A week afterwards Iron Mountain announced it had replaced its CEO, the company said it's considering selling its archiving, e-discovery and online backup and recovery business to return to its roots in document and tape storage services.

If Iron Mountain sells its digital business, its online backup offering that includes LiveVault online server backup service and Connected desktop backup service would go with it.

Iron Mountain entered the digital business 10 years ago to address a clear customer need, Reese said, however that business has not been profitable.

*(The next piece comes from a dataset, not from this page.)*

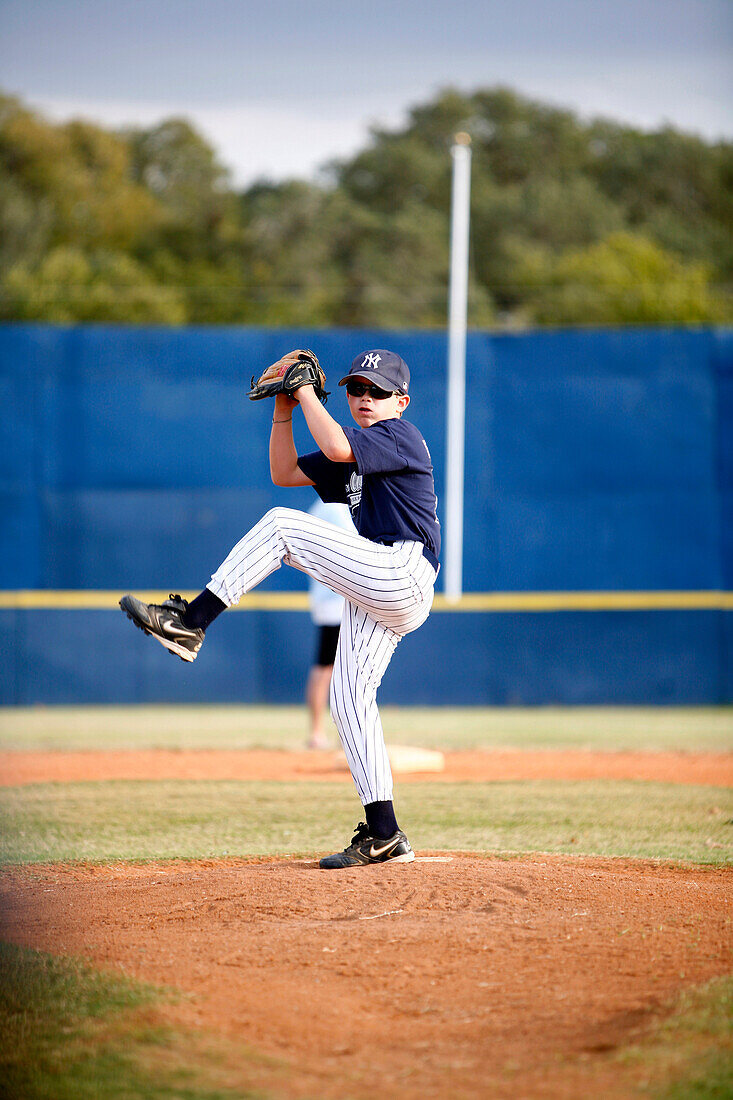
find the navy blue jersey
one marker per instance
(389, 488)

"We've got good margins. The problem is, we eat them all up in the redevelopment costs," Reese told investors. "We were not successful at building an efficient development shop. Or said another way, it just cost us too much to continue to develop and redevelop our own innovation."

Reese said those cloud vendors want his company to use their software research married with Iron Mountain's distribution channels "to get access to markets deeper than they can get into."

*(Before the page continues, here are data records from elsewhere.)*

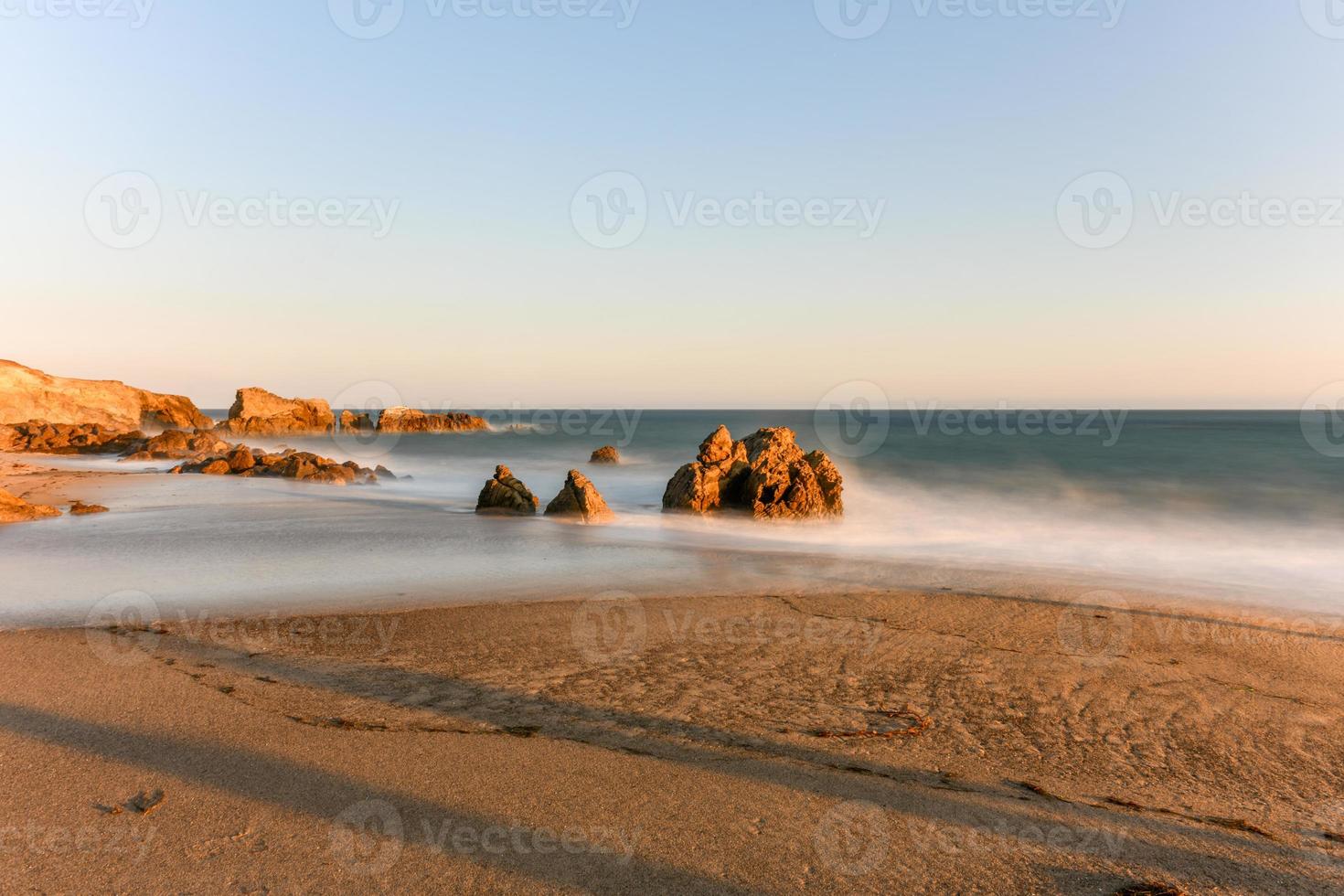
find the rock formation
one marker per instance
(580, 497)
(408, 420)
(260, 412)
(15, 509)
(303, 466)
(177, 443)
(709, 484)
(765, 475)
(506, 495)
(605, 454)
(31, 395)
(68, 438)
(352, 422)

Arun Taneja, principal analyst with The Tenaja Group, said it was a minor shareholder in Iron Mountain, Elliott Management, that forced the change in strategic direction, calling for the company to go back to its roots.

What do best

"They know what do best. They create products, nevertheless they don't want to be in service provider business," Tenaja said. "I'm not surprised Iron Mountain figured out they we're good at services yet they just didn't know how to build products."

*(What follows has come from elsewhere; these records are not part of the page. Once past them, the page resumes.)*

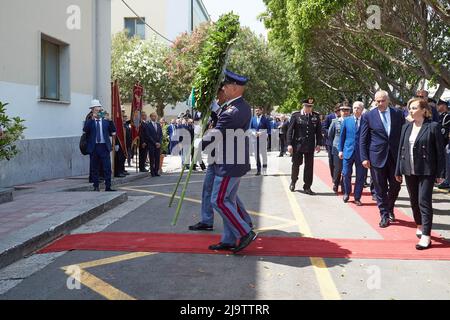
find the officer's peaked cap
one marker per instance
(231, 77)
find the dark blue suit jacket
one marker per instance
(264, 124)
(349, 140)
(237, 116)
(90, 128)
(153, 137)
(326, 126)
(375, 145)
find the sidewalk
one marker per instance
(41, 212)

An Iron Mountain spokesman told Computerworld that during Elliott Management spurred on the change, the company had been considering selling off its digital business since last fall.

In the future, Iron Mountain will focus on its core digital and paper document archive and digital tape storage business, and it will use third party software to provide online storage services, the spokesman said.

"Those are examples today of how we want to provide cloud services to clients moving forward," the spokesman said. "We're exploring alternatives for digital business. If this process results in a sale, I don't know if we'll continue to store customer's data."